Charney Assails `Faithless' American Apparel Board in Courtby
Retailer rejected takeover offer that would reinstall Charney
Ex-CEO says company is suffering without him, risking jobs
Dov Charney accused the board of American Apparel Inc. and its investors of conspiring to kick him out of the clothing company he founded and keep him from retaking control.
Charney took the witness stand Thursday in Delaware bankruptcy court in an effort to derail the retailer’s reorganization plan in favor of one that would put him back in charge. American Apparel filed for creditor protection in October after years of losses and a feud with Charney, who was ousted from the company in 2014 for alleged misconduct.
Charney began his testimony by describing how he built the business known for its racy ads, made-in-U.S.A. clothing and T-shirt slogans that championed causes such as immigrants’ rights. He quickly moved on to attack the investors and company insiders who he claimed moved to fire him so they could take over.
“It was very hard to get past a board that was completely faithless,” Charney said.
U.S. Bankruptcy Judge Brendan Shannon heard two days of testimony in Wilmington this week to help him decide whether to approve American Apparel’s reorganization plan. He said he will rule Jan. 25.
Under the company’s plan, senior lenders including Monarch Alternative Capital LP will trade their debt for control of the retailer, reducing its liabilities by about $200 million. Charney and his backers have claimed that the American Apparel board rejected their $320 million takeover offer simply to keep him from retaking control of the clothing chain.
“There was no chance that I could ever have a fair shot at bidding,” Charney told the judge Thursday.
For American Apparel to prevail, it must show the judge that its proposal is feasible, in the best interest of creditors and put together in good faith. For Charney to win, he must first get Shannon to reject the company’s proposal. American Apparel would then need to try to force senior lenders to accept a competing offer from Charney’s backers Hagan Capital Group and Silver Creek Capital Partners.

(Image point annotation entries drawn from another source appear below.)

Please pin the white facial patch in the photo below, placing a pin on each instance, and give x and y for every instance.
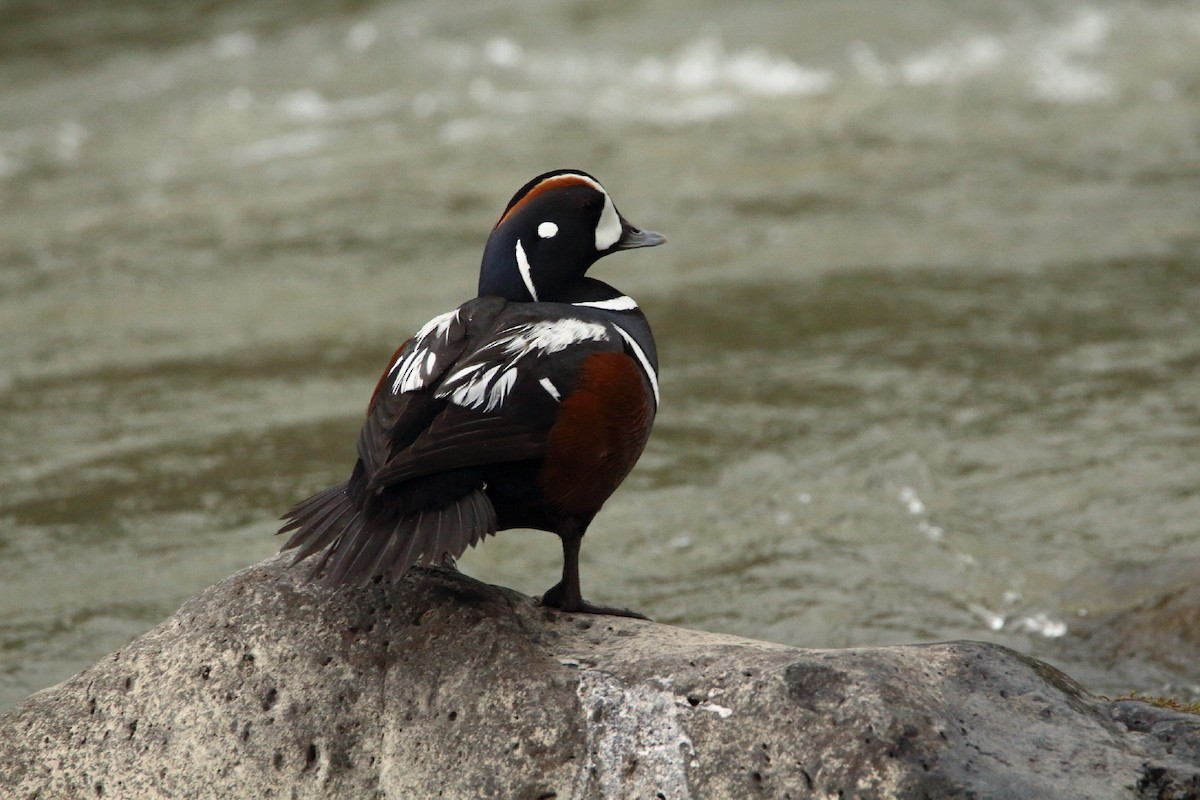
(624, 302)
(609, 228)
(523, 268)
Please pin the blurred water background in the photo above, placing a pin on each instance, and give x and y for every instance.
(929, 316)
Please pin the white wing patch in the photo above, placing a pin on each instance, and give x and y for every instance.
(415, 367)
(485, 385)
(551, 389)
(624, 302)
(640, 354)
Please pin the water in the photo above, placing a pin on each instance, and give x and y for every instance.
(928, 316)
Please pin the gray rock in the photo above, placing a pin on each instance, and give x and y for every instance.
(442, 686)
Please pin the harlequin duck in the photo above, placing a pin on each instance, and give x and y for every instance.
(522, 408)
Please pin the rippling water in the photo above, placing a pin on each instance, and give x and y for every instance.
(928, 317)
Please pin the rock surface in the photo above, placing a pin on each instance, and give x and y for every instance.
(443, 686)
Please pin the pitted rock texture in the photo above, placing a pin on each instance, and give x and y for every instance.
(439, 686)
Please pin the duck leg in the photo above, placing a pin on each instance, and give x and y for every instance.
(565, 595)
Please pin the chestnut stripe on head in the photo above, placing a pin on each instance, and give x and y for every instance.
(555, 181)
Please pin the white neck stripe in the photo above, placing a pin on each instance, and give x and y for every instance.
(623, 302)
(641, 356)
(523, 268)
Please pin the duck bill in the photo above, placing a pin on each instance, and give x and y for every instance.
(633, 238)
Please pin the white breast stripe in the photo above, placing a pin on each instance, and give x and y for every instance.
(641, 356)
(523, 268)
(623, 302)
(551, 389)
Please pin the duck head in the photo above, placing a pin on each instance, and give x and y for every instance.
(551, 233)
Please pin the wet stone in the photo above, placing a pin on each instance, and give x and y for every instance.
(505, 709)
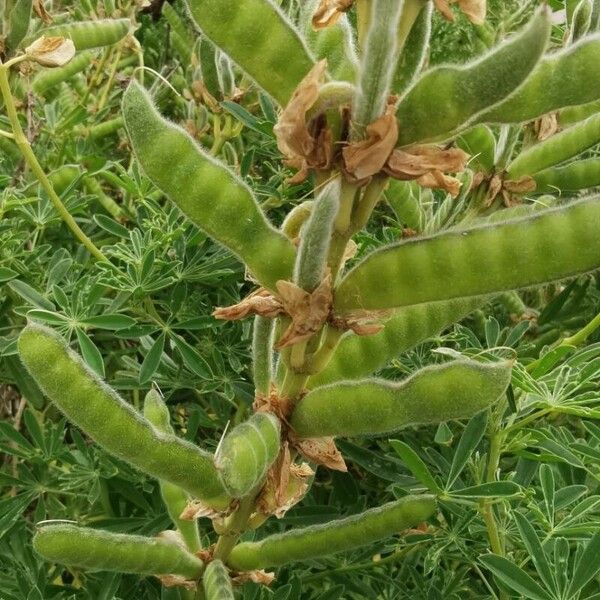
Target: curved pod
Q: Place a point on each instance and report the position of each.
(112, 423)
(106, 551)
(456, 390)
(547, 246)
(337, 536)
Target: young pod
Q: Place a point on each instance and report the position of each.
(566, 78)
(207, 191)
(556, 149)
(549, 245)
(98, 550)
(336, 536)
(259, 38)
(466, 91)
(112, 423)
(88, 34)
(359, 356)
(216, 581)
(455, 390)
(247, 452)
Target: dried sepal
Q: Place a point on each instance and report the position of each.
(329, 12)
(51, 51)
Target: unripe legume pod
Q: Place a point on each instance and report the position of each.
(550, 245)
(566, 78)
(174, 497)
(466, 91)
(455, 390)
(259, 38)
(578, 175)
(106, 551)
(336, 536)
(359, 356)
(216, 581)
(88, 34)
(92, 405)
(315, 238)
(556, 149)
(247, 452)
(205, 190)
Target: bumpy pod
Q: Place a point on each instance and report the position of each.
(566, 78)
(92, 405)
(245, 455)
(359, 356)
(217, 583)
(315, 238)
(336, 536)
(465, 91)
(259, 38)
(88, 34)
(578, 175)
(98, 550)
(48, 78)
(556, 149)
(455, 390)
(549, 245)
(174, 497)
(205, 190)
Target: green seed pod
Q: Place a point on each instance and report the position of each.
(414, 53)
(262, 354)
(48, 78)
(112, 423)
(315, 238)
(566, 78)
(360, 356)
(88, 34)
(404, 197)
(18, 24)
(259, 38)
(578, 175)
(175, 499)
(98, 550)
(466, 91)
(480, 143)
(549, 245)
(336, 536)
(455, 390)
(334, 43)
(378, 64)
(217, 583)
(247, 452)
(207, 191)
(556, 149)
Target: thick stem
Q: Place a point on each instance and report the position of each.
(30, 158)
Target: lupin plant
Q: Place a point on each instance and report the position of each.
(363, 116)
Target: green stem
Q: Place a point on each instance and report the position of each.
(30, 158)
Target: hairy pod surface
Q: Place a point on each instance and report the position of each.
(336, 536)
(217, 584)
(259, 38)
(358, 356)
(98, 550)
(455, 390)
(556, 149)
(566, 78)
(207, 191)
(247, 452)
(89, 34)
(315, 238)
(578, 175)
(549, 245)
(116, 426)
(466, 91)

The board rejected the Charney group’s offer because it would add too much debt and because lenders opposed it, current CEO Paula Schneider testified Wednesday.
Shannon interrupted Charney’s testimony to let his lawyers know that many of his allegations may not be relevant. Steven K. Kortanek, a lawyer for Charney, said the goal was to show American Apparel was so biased against his client -- and any takeover effort involving him -- that its plan should be rejected.
Charney was allowed to continue, and American Apparel’s lawyers didn’t try to stop him, instead saying the company disagreed with much of what he said.
Charney named other alleged culprits in his company’s demise. He blamed the media’s preoccupation with losses, rather than other financial measures. He also said some managers pushed projects he opposed. And he pointed to anti-immigrant “hysteria,” saying a raid by federal agents on a Los Angeles factory troubled his workforce.
“It was very emotional, we lost thousands of people,” he said.
Charney said the company is doing even worse without him, further threatening jobs. Sales are down since he left, he said.
“This relentless effort to remove me from the company or to prevent me from taking back control of the company, I think, is a scary prospect for the city of Los Angeles,” he said.
The case is In re American Apparel Inc., 15-12055, U.S. Bankruptcy Court, District of Delaware (Wilmington).